He's trying to limit the ability of the Executive branch to grab authority expressly given to Congress (wars etc)...he fights the unnecessary federal war on drugs, expansion of police powers of the IRS, he fights against raising Federal taxes, and is serious about a balanced budget and more....including being a BIG 4th Amendment champion. He doesn't vote party lines, in fact he fights his own party on major issues.

You might not agree with his view that unnemerated powers are as narrow or literal as they are listed in Article 1, Section 8, but at least he's a balance of opinion against the majority of Dems and Repubs who want more power centralized in DC.


INHO he is beholden to the Tea Party without whose support he never would have had any chance of being elected. This guy is so extreme that his views are out of step with most level - headed Americans - and I'm including you in that group, Tim...

Excerpt:

Here is a look at some of Paul's most controversial beliefs, in his own words:

1. Government shouldn't require private businesses to serve customers of all races

"I don’t like the idea of telling private business owners — I abhor racism. I think it’s a bad business decision to exclude anybody from your restaurant — but, at the same time, I do believe in private ownership."
—Interview with Louisville Courier-Journal, April 25, 2010

2. The U.S. is secretly planning a European Union-style merger with Mexico and Canada

"I saw the YouTube of [former Mexican president] Vincente Fox talking about [the single North American currency] the Amero. So, it's not a secret. Now it may not be [here] tomorrow, but it took 'em 20 or 30 years to get the Euro, and they had to push people kicking and screaming.... But I guarantee you it's one of their long term goals to have one sort of borderless, mass continent."
—Ron Paul campaign event, Bozeman, MT, 2008

3. A nuclear Iran isn't necessarily a threat

"Our national security is not threatened by Iran having one nuclear weapon."
—Ron Paul rally, Burlington, VT, October 2007

4. Rein in Medicare — but not Medicare's payments to doctors (presumably including Rand Paul, a practicing optometrist who says half his patients are on Medicare)

"Medicare is socialized medicine," and one way to control medical costs would be to impose a $2,000 deductible in the program. "But try selling that one in an election."
—Comments in Lexington, KY, June 2009

5. Mountaintop coal mining is good for real estate values

"I think whoever owns the property can do with the property as they wish, and if the coal company buys it from a private property owner and they want to do it, fine.
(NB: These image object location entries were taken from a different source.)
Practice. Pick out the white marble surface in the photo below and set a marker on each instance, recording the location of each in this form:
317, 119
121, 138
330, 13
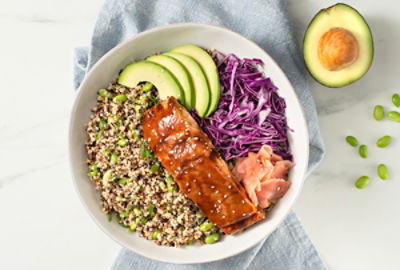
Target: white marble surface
44, 226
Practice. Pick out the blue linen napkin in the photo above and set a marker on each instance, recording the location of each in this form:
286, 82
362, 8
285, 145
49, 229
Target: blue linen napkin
266, 23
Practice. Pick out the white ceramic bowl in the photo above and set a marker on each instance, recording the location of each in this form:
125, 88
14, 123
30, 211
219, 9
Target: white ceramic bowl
161, 40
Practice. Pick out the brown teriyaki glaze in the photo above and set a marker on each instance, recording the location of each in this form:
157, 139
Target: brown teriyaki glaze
189, 156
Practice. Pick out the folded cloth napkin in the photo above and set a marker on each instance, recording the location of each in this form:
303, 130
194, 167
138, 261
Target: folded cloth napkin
266, 23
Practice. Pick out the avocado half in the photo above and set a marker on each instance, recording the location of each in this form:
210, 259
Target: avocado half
338, 46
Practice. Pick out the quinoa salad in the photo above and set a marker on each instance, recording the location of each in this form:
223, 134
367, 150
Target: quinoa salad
189, 145
135, 190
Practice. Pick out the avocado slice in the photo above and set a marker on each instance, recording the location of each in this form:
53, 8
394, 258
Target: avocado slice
180, 72
210, 70
338, 46
146, 71
201, 91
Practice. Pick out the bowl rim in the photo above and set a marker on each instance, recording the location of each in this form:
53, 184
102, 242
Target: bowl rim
73, 110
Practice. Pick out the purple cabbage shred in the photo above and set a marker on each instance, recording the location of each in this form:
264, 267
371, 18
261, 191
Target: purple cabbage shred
250, 112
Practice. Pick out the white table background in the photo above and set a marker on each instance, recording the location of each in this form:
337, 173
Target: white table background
43, 224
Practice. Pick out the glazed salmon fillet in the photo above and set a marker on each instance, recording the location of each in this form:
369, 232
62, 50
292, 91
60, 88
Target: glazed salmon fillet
189, 156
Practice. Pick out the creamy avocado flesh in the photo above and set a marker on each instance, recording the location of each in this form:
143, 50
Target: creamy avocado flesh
159, 76
180, 72
201, 90
338, 46
209, 68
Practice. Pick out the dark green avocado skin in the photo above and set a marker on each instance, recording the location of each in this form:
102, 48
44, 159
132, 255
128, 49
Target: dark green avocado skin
372, 43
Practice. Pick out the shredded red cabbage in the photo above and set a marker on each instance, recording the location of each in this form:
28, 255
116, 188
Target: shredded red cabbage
250, 112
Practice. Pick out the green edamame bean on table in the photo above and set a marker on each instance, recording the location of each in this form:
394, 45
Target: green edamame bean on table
393, 116
352, 141
363, 151
396, 100
379, 112
384, 141
362, 182
383, 172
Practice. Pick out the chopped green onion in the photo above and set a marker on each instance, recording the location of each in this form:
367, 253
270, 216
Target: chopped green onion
114, 158
120, 98
151, 209
118, 121
125, 213
136, 137
206, 226
155, 234
154, 168
122, 142
133, 227
147, 86
107, 153
137, 212
123, 181
102, 124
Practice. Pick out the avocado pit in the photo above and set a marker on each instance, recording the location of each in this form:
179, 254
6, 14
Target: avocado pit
338, 49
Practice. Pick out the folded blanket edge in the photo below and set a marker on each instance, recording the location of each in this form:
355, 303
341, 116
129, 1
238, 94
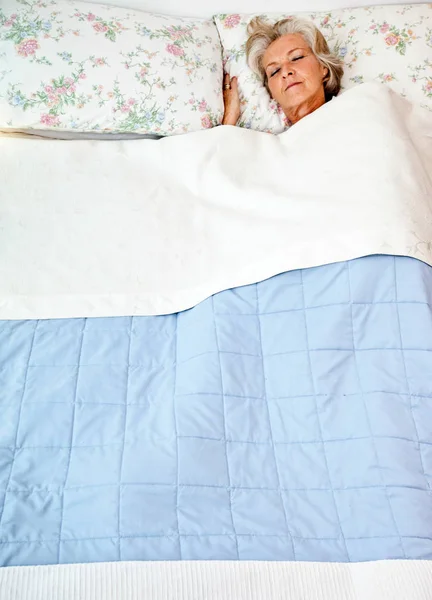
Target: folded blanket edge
214, 580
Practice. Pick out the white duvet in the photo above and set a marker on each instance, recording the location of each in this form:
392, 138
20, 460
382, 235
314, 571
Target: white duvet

The other thing is that I think coal gets a bad name, because apparently a lot of the land is desirable once it gets flattened out... I don’t think anyone’s going to be missing a hill or two here and there. Some people like the flat land, and some of it apparently has become rather valuable when it’s become flattened."
—TV interview, October 2009

http://theweek.com/article/index/203270/rand-pauls-5-most-controversial-bel iefs

So - Medicare is socialized medicine, "but make sure you make out the check to DR. RAND PAUL, please...." Credibility at its finest - or maybe not.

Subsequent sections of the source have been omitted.